What can you bring with you inside the cave
Currently, you can bring food and water with you inside the cave but you most dispose of all your waste. No littering, please. You are not allowed to bring tripods, walking sticks, weapons, or large backpacks into the cave. Tri-pods would truly make taking photos inside the cave much easier. You’ll have to be creative and find places to prop your camera to keep it still enough to get an in focus image.
We did 2 tours while we were at Mammoth Cave National Park. We took the self guided tour from the Visitor Center and Historic Entrance to the cave. We also took the 4 hour Mammoth Cave Grand Avenue Tour.
Mammoth Cave Historic Entrance – Self Guided Discovery Tour
The self guided discovery tour from the Historic entrance costs $6 for adults and starts from the Historic Entrance to the cave near the visitor center. This tour lets you go about 1/2 mile into the cave and takes 30 minutes to an hour to explore everything you can see on it. To learn more about the Self Guided Discovery Tour click here.
Many people visiting Mammoth Cave ask, “May we visit the cave without a guided tour?” The answer is yes!

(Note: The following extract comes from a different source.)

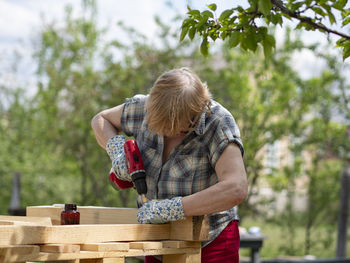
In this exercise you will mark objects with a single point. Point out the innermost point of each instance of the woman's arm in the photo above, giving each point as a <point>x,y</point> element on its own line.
<point>107,124</point>
<point>231,189</point>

This self-guided tour requires a ticket, and proceeds into the Historic Entrance. Focusing on early history and prehistory of the cave, this section of cave houses many great artifacts. This tour is ideal for people wanting to move at their own pace or are looking for a cave experience without much time commitment. This tour is the self-guided version of the guided Mammoth Passage Tour. Please note: this tour is offered as visitation warrants, and is not always available.https://www.recreation.gov/ticket/facility/tour/108
The historic entrance looks like a giant hole in the ground. This is the very stereotypical cave entrance you’ve always imagined. Inside the cave you can see the remnants of the salt peter mine and some Native American Artifacts. You get to walk through some really large underground chambers.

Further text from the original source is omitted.